The Abortion Act 1967 may be the most contested law in UK history, sitting on a fault line between the shifting tectonic plates of a rapidly transforming society. While it has survived repeated calls for its reform, with its text barely altered for over five decades, women's experiences of accessing abortion services under it have evolved considerably. Drawing on extensive archival research and interviews, this book explores how the Abortion Act was given meaning by a diverse cast of actors including women seeking access to services, doctors and service providers, campaigners, judges, lawyers, and policy makers. By adopting an innovative biographical approach to the law, the book shows that the Abortion Act is a 'living law'. Using this historically grounded socio-legal approach, this enlightening book demonstrates how the Abortion Act both shaped and was shaped by a constantly changing society.


Tangled Diagnoses

Tangled Diagnoses
Author: Ilana Löwy
Publisher: University of Chicago Press
Total Pages: 326
Release: 2018-04-19
Genre: History
ISBN: 022653426X

Download Tangled Diagnoses Book in PDF, ePub and Kindle

Since the late nineteenth century, medicine has sought to foster the birth of healthy children by attending to the bodies of pregnant women, through what we have come to call prenatal care.

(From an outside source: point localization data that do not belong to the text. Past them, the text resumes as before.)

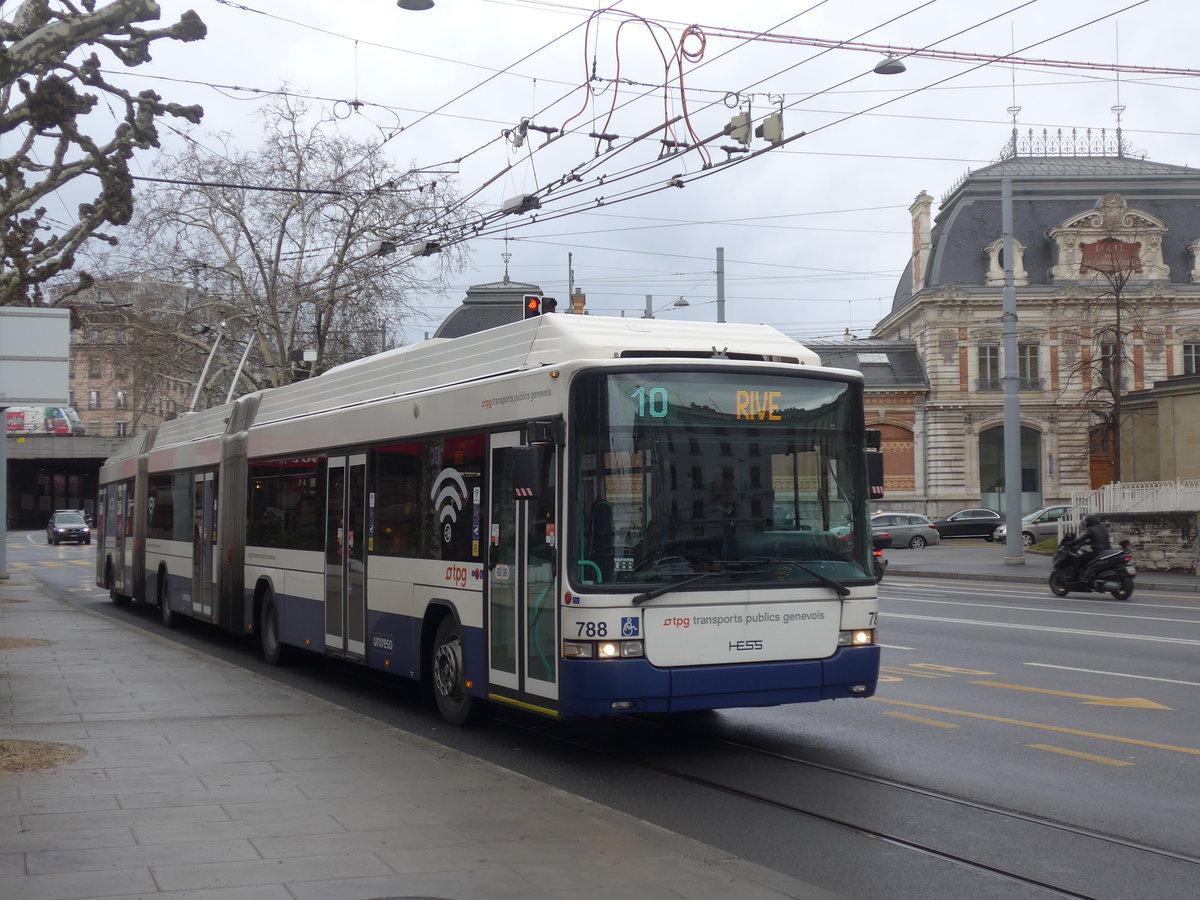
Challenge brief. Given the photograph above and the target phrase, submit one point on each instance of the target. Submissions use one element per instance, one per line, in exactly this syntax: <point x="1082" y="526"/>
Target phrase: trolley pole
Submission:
<point x="1014" y="551"/>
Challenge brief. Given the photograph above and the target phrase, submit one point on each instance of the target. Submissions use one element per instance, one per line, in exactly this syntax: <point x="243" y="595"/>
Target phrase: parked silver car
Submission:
<point x="907" y="529"/>
<point x="1036" y="526"/>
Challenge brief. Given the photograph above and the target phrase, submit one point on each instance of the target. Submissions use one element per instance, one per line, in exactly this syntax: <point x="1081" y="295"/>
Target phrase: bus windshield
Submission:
<point x="749" y="478"/>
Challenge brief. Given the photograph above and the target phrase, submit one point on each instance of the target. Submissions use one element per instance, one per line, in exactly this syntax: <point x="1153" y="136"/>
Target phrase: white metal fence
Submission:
<point x="1133" y="497"/>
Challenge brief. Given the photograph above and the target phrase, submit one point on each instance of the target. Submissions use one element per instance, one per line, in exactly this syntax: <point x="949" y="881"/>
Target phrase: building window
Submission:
<point x="1110" y="366"/>
<point x="1027" y="371"/>
<point x="1192" y="359"/>
<point x="989" y="367"/>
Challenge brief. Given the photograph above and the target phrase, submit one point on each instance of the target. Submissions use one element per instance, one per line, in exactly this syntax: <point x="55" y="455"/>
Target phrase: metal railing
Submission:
<point x="1133" y="497"/>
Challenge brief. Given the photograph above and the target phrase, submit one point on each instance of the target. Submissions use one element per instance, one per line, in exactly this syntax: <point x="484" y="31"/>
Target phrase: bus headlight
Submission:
<point x="858" y="637"/>
<point x="579" y="649"/>
<point x="603" y="649"/>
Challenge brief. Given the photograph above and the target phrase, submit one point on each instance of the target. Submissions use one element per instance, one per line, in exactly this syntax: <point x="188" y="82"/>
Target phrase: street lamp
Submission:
<point x="649" y="311"/>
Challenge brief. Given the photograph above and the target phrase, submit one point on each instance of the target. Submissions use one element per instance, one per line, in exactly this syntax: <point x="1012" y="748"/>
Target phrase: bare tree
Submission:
<point x="47" y="89"/>
<point x="1111" y="316"/>
<point x="289" y="243"/>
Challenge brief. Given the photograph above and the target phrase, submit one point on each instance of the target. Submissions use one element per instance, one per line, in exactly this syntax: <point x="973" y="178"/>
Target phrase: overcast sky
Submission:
<point x="815" y="232"/>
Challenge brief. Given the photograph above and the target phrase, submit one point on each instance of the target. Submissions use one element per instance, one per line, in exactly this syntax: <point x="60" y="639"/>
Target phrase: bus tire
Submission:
<point x="275" y="652"/>
<point x="169" y="617"/>
<point x="448" y="677"/>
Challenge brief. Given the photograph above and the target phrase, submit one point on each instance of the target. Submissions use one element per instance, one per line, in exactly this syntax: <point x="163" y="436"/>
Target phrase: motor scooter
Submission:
<point x="1111" y="571"/>
<point x="879" y="541"/>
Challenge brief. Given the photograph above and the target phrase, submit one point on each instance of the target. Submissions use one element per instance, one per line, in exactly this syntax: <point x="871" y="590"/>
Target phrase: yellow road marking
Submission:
<point x="1091" y="757"/>
<point x="923" y="720"/>
<point x="1060" y="730"/>
<point x="1089" y="699"/>
<point x="900" y="670"/>
<point x="951" y="670"/>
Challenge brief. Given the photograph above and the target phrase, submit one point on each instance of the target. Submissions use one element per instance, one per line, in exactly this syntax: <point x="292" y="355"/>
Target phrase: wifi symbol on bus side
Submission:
<point x="448" y="495"/>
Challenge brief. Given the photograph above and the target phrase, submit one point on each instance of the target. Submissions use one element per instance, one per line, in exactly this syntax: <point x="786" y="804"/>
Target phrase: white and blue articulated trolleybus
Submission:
<point x="571" y="515"/>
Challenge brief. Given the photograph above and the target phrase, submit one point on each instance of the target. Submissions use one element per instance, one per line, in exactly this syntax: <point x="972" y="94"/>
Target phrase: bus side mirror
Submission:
<point x="526" y="473"/>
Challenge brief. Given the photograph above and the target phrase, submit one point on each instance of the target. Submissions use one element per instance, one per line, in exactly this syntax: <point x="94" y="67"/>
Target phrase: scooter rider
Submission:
<point x="1096" y="537"/>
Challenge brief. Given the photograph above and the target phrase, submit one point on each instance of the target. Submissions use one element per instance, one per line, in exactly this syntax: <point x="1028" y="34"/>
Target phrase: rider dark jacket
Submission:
<point x="1097" y="535"/>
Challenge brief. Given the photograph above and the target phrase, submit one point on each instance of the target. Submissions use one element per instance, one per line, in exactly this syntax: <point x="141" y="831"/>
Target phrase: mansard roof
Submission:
<point x="1049" y="191"/>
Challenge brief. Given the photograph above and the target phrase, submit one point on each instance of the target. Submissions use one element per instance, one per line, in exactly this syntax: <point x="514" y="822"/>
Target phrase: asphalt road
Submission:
<point x="1020" y="745"/>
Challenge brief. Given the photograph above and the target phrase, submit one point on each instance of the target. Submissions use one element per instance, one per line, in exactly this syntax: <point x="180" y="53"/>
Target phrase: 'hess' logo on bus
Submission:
<point x="449" y="495"/>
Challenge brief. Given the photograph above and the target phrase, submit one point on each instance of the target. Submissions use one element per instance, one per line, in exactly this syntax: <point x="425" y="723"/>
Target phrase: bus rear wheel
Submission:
<point x="169" y="617"/>
<point x="275" y="652"/>
<point x="448" y="677"/>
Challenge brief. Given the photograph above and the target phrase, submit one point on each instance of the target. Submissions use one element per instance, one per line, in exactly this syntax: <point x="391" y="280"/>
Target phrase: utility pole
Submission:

Women, and not their unborn children, were the initial focus of that medical attention, but prenatal diagnosis in its present form, which couples scrutiny of the fetus with the option to terminate pregnancy, came into being in the early 1970s. Tangled Diagnoses examines the multiple consequences of the widespread diffusion of this medical innovation. Prenatal testing, Ilana Löwy argues, has become mainly a risk-management technology—the goal of which is to prevent inborn impairments, ideally through the development of efficient therapies but in practice mainly through the prevention of the birth of children with such impairments. Using scholarship, interviews, and direct observation in France and Brazil of two groups of professionals who play an especially important role in the production of knowledge about fetal development—fetopathologists and clinical geneticists—to expose the real-life dilemmas prenatal testing creates, this book will be of interest to anyone concerned with the sociopolitical conditions of biomedical innovation, the politics of women’s bodies, disability, and the ethics of modern medicine.